Measure the Frobenius distance between the empirical NTK at \(t=0\) and \(t=T\): \(\Delta\Theta = \|\hat{\Theta}_T - \hat{\Theta}_0\|_F / \|\hat{\Theta}_0\|_F\).
Compare the test accuracy of the Kernel Regression vs. the finite-width MLPs.
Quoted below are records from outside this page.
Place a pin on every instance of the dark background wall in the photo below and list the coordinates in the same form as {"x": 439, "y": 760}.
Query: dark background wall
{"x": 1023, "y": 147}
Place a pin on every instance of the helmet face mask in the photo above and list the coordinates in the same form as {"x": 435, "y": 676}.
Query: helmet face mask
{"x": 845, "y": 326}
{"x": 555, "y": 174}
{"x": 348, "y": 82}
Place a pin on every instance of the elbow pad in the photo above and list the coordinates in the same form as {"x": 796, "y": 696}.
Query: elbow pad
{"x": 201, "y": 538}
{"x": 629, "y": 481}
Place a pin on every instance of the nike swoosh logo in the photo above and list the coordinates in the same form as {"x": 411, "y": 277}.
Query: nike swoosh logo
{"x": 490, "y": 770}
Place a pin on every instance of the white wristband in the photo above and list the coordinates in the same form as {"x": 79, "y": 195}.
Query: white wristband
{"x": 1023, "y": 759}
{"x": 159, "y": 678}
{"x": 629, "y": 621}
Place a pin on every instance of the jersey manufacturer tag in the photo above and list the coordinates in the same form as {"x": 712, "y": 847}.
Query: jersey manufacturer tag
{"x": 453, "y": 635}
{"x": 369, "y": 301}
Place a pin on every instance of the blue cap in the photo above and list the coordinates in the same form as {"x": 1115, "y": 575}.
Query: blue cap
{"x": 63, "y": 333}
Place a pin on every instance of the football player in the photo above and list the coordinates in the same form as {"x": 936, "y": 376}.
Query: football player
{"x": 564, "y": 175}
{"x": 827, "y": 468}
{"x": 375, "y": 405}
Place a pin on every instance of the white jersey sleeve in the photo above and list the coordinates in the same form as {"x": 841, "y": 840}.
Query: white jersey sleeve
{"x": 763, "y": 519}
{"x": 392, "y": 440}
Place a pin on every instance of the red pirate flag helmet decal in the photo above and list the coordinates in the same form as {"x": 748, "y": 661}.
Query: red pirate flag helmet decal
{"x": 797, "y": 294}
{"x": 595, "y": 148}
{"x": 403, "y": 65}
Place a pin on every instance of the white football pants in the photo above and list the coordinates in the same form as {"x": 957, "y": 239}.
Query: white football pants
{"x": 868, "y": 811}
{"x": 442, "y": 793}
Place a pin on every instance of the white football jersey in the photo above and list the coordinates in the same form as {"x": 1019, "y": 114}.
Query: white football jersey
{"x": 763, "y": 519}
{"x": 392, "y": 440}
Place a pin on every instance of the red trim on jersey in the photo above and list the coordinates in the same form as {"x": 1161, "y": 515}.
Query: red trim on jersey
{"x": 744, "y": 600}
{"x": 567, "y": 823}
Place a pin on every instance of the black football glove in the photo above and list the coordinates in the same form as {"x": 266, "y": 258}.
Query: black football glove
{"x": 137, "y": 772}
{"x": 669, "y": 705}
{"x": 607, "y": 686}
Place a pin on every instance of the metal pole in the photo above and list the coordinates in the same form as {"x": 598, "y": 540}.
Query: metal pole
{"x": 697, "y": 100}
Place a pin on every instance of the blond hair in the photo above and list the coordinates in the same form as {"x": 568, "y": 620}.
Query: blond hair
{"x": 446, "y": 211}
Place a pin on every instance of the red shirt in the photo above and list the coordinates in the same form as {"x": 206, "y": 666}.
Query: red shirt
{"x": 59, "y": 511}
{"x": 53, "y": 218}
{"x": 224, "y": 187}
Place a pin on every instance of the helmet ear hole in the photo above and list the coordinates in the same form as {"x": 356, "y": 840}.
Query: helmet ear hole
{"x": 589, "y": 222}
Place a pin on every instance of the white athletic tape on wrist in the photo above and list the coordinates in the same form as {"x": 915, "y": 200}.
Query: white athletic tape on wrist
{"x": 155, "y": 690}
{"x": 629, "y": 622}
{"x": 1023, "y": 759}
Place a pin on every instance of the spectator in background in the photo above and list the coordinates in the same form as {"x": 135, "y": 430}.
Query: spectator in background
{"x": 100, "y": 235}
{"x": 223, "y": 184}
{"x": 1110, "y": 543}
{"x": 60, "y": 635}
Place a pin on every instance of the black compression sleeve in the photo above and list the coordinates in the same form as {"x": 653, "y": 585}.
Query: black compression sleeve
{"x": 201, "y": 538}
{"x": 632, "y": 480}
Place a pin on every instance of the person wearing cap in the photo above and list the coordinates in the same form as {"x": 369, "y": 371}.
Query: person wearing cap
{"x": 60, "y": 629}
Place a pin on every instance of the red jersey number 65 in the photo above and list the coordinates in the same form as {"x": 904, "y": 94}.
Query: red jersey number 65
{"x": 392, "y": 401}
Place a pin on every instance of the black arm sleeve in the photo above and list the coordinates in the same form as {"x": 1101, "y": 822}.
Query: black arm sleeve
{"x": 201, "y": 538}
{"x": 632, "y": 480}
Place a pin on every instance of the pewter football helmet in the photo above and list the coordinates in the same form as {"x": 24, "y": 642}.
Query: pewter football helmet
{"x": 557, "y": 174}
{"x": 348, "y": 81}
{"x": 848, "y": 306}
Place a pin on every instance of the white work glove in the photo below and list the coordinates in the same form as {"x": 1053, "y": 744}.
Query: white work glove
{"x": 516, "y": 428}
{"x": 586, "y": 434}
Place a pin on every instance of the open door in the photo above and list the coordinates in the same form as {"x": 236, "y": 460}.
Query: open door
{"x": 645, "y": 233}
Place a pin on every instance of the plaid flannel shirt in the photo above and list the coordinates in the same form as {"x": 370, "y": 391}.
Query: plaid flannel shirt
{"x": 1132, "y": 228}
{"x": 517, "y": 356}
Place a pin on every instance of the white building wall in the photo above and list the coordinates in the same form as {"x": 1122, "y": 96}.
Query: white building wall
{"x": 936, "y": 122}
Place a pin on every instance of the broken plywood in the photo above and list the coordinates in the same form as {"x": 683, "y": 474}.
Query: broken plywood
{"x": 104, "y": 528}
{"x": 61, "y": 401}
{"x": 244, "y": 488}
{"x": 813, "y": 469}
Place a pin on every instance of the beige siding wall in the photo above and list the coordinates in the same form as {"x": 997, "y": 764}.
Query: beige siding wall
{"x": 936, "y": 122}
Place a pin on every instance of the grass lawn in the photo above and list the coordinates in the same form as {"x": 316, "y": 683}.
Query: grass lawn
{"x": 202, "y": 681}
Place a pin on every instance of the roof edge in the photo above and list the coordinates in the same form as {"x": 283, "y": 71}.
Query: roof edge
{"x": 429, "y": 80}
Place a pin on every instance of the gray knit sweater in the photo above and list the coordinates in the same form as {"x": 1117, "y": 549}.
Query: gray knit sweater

4. Expected Results and Analysis¶

Expected Observations¶

Consistency: As width \(m\) increases, the test accuracy of the MLP should converge to the accuracy of the Analytical NTK.
Lazy Training: For large \(m\) (e.g., 4096), the relative change in the kernel \(\Delta\Theta\) should be very small (\(< 5\%\)).
Small-Width Advantage?: You might find that small-width networks (e.g., \(m=64\)) actually outperform the NTK if they are trained with a higher learning rate, as they can "learn features" that the fixed NTK cannot.

Analysis Questions¶

Does the "disaster tweet" dataset benefit from feature learning, or is it simple enough that the fixed NTK is sufficient?
How does the dimensionality of the input (\(d\)) affect the speed of convergence to the NTK limit?

5. Kaggle Tips¶

Use the nlp-getting-started Kaggle competition for automated evaluation.
Since the dataset is small (~7,600 samples), the \(N \times N\) kernel matrix (~60MB) will easily fit in memory.
Use jax or neural-tangents library if you want to compute the empirical NTK efficiently.